While breastfeeding has been thought to decrease children’s risk of developing allergies and asthma, a new study counters that belief.

While breastfeeding has been thought to decrease children’s risk of developing allergies and asthma, a major new study counters that belief.

In the largest study of its kind, researchers with Uppsala University in Uppsala, Sweden, found that breastfeeding might increase the risk of developing hay fever and eczema.

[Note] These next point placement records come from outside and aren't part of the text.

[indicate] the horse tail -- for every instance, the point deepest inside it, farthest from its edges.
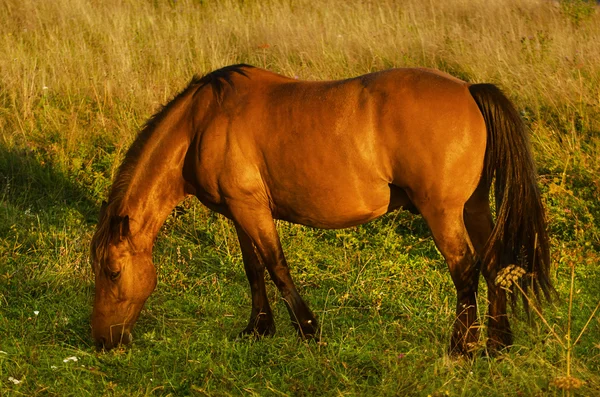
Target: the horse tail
(519, 236)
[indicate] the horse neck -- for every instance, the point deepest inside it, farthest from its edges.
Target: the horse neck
(155, 181)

Plus, they said, breastfeeding does not have any clear effect on the risk of developing asthma, according to the article published in the Journal of Allergy and Clinical Immunology.

Individuals’ risk of having asthma and allergies depends on their genes, environment and lifestyle factors, wrote Weronica Ek, lead author and researcher at Uppsala University’s Department of Immunology, Genetics and Pathology.

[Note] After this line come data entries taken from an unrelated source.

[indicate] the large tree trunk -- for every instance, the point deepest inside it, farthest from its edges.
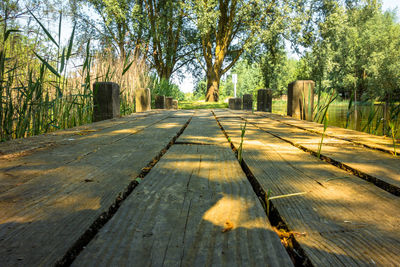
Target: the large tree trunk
(213, 79)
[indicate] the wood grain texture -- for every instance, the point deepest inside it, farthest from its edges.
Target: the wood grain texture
(365, 139)
(194, 208)
(347, 220)
(57, 192)
(379, 165)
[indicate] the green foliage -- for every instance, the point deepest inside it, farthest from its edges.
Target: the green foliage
(249, 79)
(165, 88)
(44, 93)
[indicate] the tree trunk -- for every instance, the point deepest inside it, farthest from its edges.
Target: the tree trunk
(213, 80)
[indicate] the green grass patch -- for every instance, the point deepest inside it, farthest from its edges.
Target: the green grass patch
(201, 105)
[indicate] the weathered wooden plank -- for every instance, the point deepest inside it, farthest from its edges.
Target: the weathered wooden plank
(368, 140)
(64, 147)
(177, 216)
(72, 184)
(203, 130)
(347, 220)
(381, 166)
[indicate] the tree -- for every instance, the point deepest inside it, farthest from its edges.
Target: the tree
(115, 23)
(171, 38)
(226, 28)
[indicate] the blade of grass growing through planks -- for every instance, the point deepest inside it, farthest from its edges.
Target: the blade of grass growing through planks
(240, 149)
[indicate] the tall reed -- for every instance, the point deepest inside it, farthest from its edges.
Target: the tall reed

However, studies on breastfeeding have shown inconsistent results. “Many studies have found breastfeeding to have a protective effect against asthma and allergy, while other studies have reported increased risk,” according to an Uppsala University statement.

Meanwhile, the large Uppsala University study examined self-reported data from more than 330,000 middle-aged individuals in the United Kingdom.

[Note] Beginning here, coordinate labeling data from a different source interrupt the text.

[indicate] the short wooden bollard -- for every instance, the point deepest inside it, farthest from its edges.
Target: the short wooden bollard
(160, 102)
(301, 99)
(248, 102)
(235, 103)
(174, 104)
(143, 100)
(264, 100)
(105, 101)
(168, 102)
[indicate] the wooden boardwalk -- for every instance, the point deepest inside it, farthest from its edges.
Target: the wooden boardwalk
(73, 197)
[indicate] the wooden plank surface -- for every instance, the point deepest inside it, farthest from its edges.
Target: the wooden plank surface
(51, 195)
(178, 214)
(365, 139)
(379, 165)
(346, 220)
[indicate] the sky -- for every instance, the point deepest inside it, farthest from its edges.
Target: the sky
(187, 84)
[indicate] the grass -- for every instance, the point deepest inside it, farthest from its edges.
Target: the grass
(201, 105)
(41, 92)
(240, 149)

They found that increased socioeconomic status lowers the risk of asthma, while it increases the risk of developing hay fever. “These results are in line with the ‘hygiene hypothesis’, which states that growing up in a cleaner environment increases the risk of being diagnosed with allergies due to a lack of early childhood exposure to microorganisms, among other things,” Uppsala University said.

The study also showed that a high body mass index (BMI) increases the risk for asthma, hay fever and eczema. However, the risk for developing all of the conditions decreases in individuals with higher birth weight.

The researchers noted certain limitations to the study, including the fact that it is an observational study, which does not allow for clinical recommendations to be made. “In such studies, there may always be underlying factors that the researchers do not have information about, which are the true causes of the observed effects.”

For example, mothers who have hay fever, asthma or eczema themselves may have been advised to breastfeed or not to breastfeed, which may affect the study’s findings.

“It is well established that breastfeeding has a positive effect on the health of the baby. Even though we do not see a protective effect of breastfeeding on the risk of developing asthma or allergies, these results should not be used to recommend or discourage breastfeeding, since the present study only investigates the effect of breastfeeding on allergies and asthma,” Uppsala University said.

“However, we hope that our study can give a more correct picture of the health benefits of breastfeeding,” Ek added.